In many ways, he was still very much a kid who had to learn to grow up quickly
in order to survive. Luckily, he was a
fast learner and quickly made himself indispensable to the two Officers in
Command: Colonel Blake, then Colonel Potter. Towards the second half of the
series, Radar gets shipped home when he is granted a “Hardship Discharge” due
to the death of his Uncle Ed. He returns
home to Ottumwa, Iowa to manage his family’s farm and to take care of his mother. This is where we pick up.
Any time Radar would talk about his mother and his family
farm, it was always with the utmost fondness, longing, and sense of
responsibility. Based on this, I would
say that Radar returned home and settled eagerly into his new role as patriarch
of the house, as well as a big-man-on-campus type now that he was the only Army
veteran in this small farm town. However,
there were two problems: first, although he relished being home and running the
show, he also discovered that it wasn’t quite enough for him after returning
from life-and-death Korea. While Korea
was terrifying, boring, lonely, crowded, too cold, and too hot, it was at all
times exciting, different and exotic.
After so much over-stimulation, Radar couldn’t help but to feel like he
was going through the motions in low-key Ottumwa. How could he sit in the local coffee shop musing
about whether “we’d get some rain soon” when he had witness so much horror and
triumph of the human spirit while at war?

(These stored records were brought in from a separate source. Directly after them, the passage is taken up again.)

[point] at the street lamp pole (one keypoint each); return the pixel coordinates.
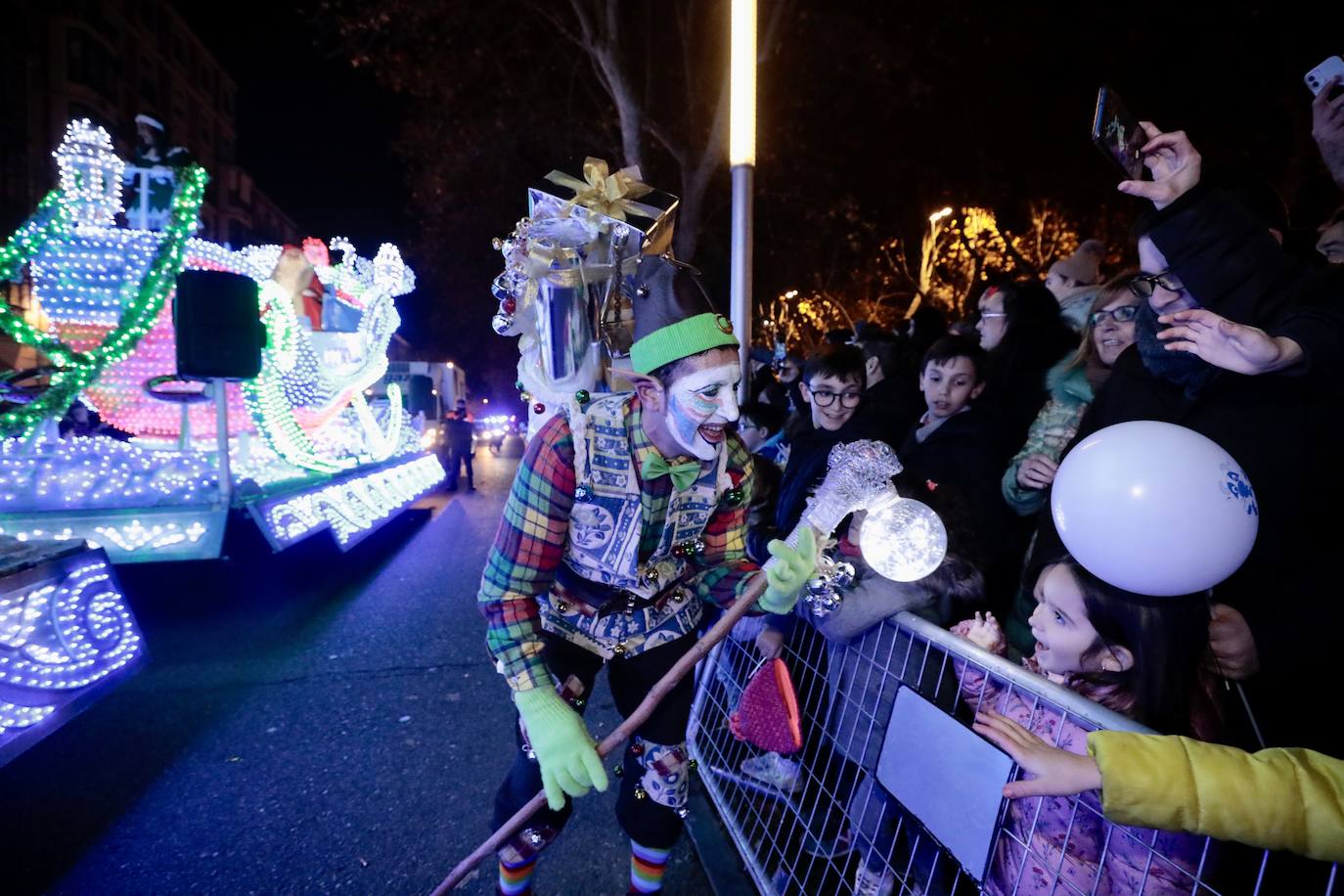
(742, 162)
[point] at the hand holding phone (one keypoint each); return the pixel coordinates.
(1118, 135)
(1175, 165)
(1328, 114)
(1322, 74)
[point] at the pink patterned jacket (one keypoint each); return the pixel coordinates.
(1053, 838)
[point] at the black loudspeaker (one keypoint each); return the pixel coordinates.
(420, 395)
(218, 326)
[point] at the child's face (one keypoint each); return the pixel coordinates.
(949, 385)
(832, 400)
(1064, 639)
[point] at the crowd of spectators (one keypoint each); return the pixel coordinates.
(1208, 319)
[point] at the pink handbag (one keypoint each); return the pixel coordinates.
(768, 712)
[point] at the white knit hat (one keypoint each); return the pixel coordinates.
(1084, 266)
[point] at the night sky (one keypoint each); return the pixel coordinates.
(890, 111)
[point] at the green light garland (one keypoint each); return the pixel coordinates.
(51, 219)
(265, 395)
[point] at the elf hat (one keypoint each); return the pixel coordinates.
(674, 316)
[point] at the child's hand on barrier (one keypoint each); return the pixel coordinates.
(1037, 471)
(1055, 773)
(985, 633)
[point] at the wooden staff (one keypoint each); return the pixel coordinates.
(859, 475)
(661, 690)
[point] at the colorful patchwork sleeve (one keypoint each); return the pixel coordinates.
(527, 551)
(725, 568)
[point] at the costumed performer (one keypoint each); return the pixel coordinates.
(624, 517)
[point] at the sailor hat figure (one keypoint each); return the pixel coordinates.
(626, 515)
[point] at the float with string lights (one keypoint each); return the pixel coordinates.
(302, 446)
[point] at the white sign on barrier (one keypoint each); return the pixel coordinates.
(955, 788)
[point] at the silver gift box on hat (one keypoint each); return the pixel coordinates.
(570, 263)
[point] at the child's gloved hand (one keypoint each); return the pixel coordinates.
(563, 747)
(786, 576)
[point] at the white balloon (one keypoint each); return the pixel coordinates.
(1154, 508)
(904, 540)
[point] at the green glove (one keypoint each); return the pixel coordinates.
(790, 572)
(562, 744)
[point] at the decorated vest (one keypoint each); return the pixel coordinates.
(606, 521)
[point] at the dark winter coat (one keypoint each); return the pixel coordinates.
(1278, 428)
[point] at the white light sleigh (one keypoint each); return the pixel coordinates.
(298, 448)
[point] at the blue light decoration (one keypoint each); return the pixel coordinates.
(351, 506)
(301, 438)
(67, 636)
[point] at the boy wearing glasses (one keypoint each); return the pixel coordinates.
(832, 389)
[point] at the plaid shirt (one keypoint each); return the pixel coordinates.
(531, 540)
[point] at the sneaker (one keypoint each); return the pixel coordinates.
(873, 882)
(775, 770)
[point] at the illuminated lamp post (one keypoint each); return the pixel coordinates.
(742, 161)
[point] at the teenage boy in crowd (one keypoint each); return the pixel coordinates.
(890, 399)
(832, 388)
(949, 458)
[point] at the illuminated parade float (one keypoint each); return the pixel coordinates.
(297, 446)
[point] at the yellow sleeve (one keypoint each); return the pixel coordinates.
(1276, 798)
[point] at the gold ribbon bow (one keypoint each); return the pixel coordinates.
(606, 194)
(683, 474)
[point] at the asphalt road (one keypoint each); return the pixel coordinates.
(308, 723)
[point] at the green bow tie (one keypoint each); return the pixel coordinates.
(683, 474)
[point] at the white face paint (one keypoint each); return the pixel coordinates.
(699, 407)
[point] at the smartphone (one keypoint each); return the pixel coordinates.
(1117, 135)
(1320, 75)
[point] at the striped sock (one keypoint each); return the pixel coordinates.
(516, 878)
(647, 868)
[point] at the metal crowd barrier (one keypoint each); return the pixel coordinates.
(888, 715)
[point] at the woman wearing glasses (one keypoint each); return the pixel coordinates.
(1020, 328)
(1107, 331)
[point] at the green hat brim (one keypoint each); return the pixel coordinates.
(672, 342)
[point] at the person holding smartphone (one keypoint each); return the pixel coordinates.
(1328, 126)
(1200, 248)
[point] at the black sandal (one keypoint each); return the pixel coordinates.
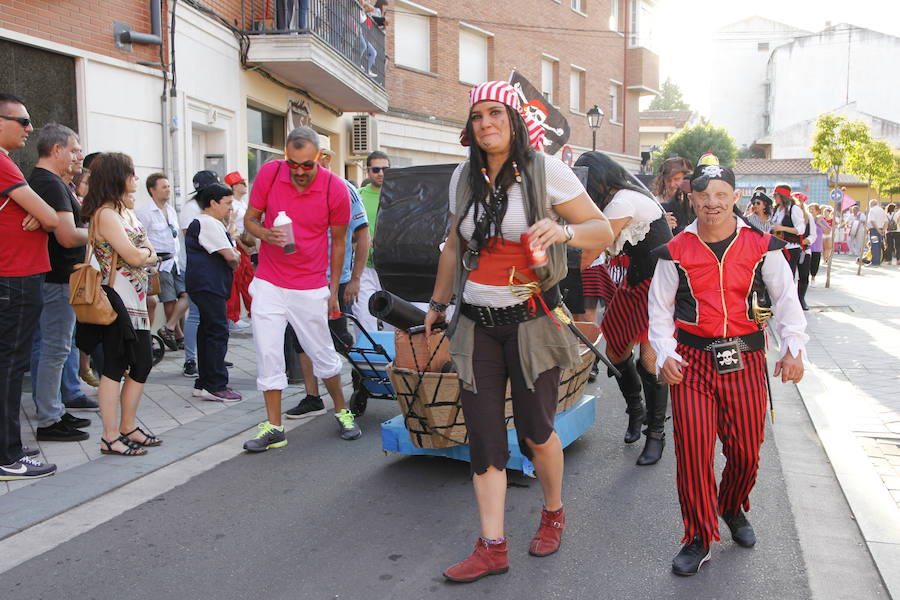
(150, 440)
(132, 448)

He couldn’t help but to daydream about his Army family and wonder if
they were all happy and content and safe now that they were all back home as
well. Nonetheless, and mostly for lack
of knowing any other path to take, Radar tried to content himself with his Iowa
life. The second problem that Radar
encountered happened a little farther down the road: after a decade or so of
taking care of his mother and the farm, he had grown tired of the confines of
his environment. Mrs. O’Reilly had grown
older and more dependent upon him, and Radar knew she would not welcome a new
Mrs. O’Reilly in his life. Occasionally,
Radar went out on dates with a local girl or two, but he was always home before
his mother’s bedtime so he didn’t keep her up and waiting. Over time, Radar grew resentful of this
situation but again, for lack of knowing any other path to take, he just kept
going along. When Radar was about 32
years old his mother died. At first, he
did not change a thing about his life; he mourned his loss and kept up the
farm. But within 6 months, Radar came to
the conclusion that it was now-or-never, and he leased the farm to some local farmers
and packed up and moved to the big city – Cincinnati. There, the first thing he did was to get a
job as a clerk in an office as this was the only other thing he knew how to do
besides farming. This job was different
than he recalled his job was in the Army: everything moved slowly and systematically,
and he was nobody’s Right Hand Man.
Nevertheless, Radar enjoyed the job and its intellectual
stimulation. Over the years, Radar worked
his way up to Chief Operating Officer of this mid-sized company. When he was 55 yrs old, he sold his family
farm which made him financially secure for life (along with his company
pension). Radar is 63 yrs old as he
heads to the Dedication Ceremony of the Korean War Memorial.